I’m looking for ways to optimize a common pattern in my project:
Components of EntityA write to a DynamicBuffer of EntityB. Later, a job processes all of those buffers in parallel.
Right now, I’m using a BufferFromEntity to find and write to the DynamicBuffer on EntityB. But I’m wondering if there’s a better way.
There are two assumptions I can make about this data:
EntityA and EntityB are partners. EntityA will only ever write to EntityB’s buffer.
EntityB’s archetype never changes. Once it’s created, it should never leave its original chunk.
I’m wondering if there’s anyway for these two entities to share ownership of this data, so that I don’t have to suffer cache misses when EntityA writes to EntityB’s buffer.
Could both of these entities have a Component which contains a pointer to the same data, via an unsafe collection? That sounds like it would create a cache miss in both directions.
Yes, but that would have the opposite problem: When it comes time for EntityB’s components to read from that buffer, they would need to grab it from EntityA.
That would also involve a BufferFromEntity, and also incur a cache miss.
I can’t just combine everything into a single Entity, because the chunk utilization would be very low.
Just to make sure, you know you dont need store DynamicBuffers in chunks?
If you store on the heap, that may resolve that problem.
Unless your problem is regarding other components, which take up chunk space.
Unfortunately, this sounds like it would make the problem worse:
If EntityA writes to its own buffer, and then EntityB reads from EntityA’s buffer, then at least you’ll only have one cache miss - when EntityB needs random access to grab EntityA’s buffer.
But if the buffer lives on EntityC, then you’ll also have a cache miss when EntityA needs to write to it. You’ll be doubling your cache misses.
Unless I’ve misunderstood Unity’s explanations of how they work - using BufferFromEntity structures inherently implies random memory access, which by definition involves cache misses.
Looking at the BufferFromEntity source shows that they don’t cache any buffer data. Instead they grab it, via pointer, when you ask for it.
As for perf concerns: This is one of the most common patterns in this project’s code. It makes up the majority of work being done. I’m not one to preoptimize, but in this case it makes sense to do a little digging up front. My question here is targeted at any ECS data experts, who might be able to spot an obvious mistake I’m making, or an obvious way I could rearrange this data to avoid the cache misses.

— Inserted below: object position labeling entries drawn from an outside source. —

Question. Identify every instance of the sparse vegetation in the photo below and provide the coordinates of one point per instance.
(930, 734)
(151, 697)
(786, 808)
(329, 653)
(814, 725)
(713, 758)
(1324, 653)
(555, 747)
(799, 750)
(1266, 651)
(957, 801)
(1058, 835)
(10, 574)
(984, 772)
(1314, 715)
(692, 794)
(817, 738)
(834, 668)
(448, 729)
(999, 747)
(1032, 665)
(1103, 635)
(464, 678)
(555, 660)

There may not be one, but I know there are people here who are smarter than I am.
Getting data in jobs is severely limited, if you are not passing in NativeArrays or use ComponentFromEntity/BufferFromEntity you have no other choices…
Dots wants simple data to be efficient but when your data structures get complicated then you have a problem.
It seems you have to spend time to prepare that optimized data to feed to the job or use alternative means
Thats my impression so far
Does every job need to be optimized to the max? you are already getting a big perfomance boost from multicore architecture
How large are your buffers? If you iterate linear over them (.asarray) all should be fine, no matter if they are in chunk or heap.
You just have the initial indirection for the heap pointer.
I am not objecting a question. And is indeed good to ask. It gives an opportunity others to learn too. Like myself.
However, I used Dynamic Buffers extensively, without any performance issues on their parts.
You could go down the pointer route, but will you want to sacrifice readability. Unless really need squeeze max out of it. It is really easy and nice to debug buffers.
Depending on the structure, data and relation between entities, is data is common for many entities, you can also consider hash maps. But it is not convenient to modify existing data in hashmaps.
I think you are worried about cache lines a bit too much. Everything is a cache miss. The only way to avoid the data being loaded up twice is to do the write and then read from the same Thread back to back. Any other architecture and cache gets invalidated.
“Cache Miss” performance is about ensuring that given your task (function, code block, etc) you don’t read/write all over the place in memory, in a tight loop. looping EntityA doing writes to the Buffers: Writes should occur in a contiguous fashion over a contiguous block of memory. Further optimizations requires knowing how big your cache lines are, and how big the buffers. And that’s something you should hold off on until it’s a bottleneck.
Instead of using BufferfromEntity could you not wrap all the buffers into a single linear nativearray. That’s what I did for a job and it sped it up quite a bit.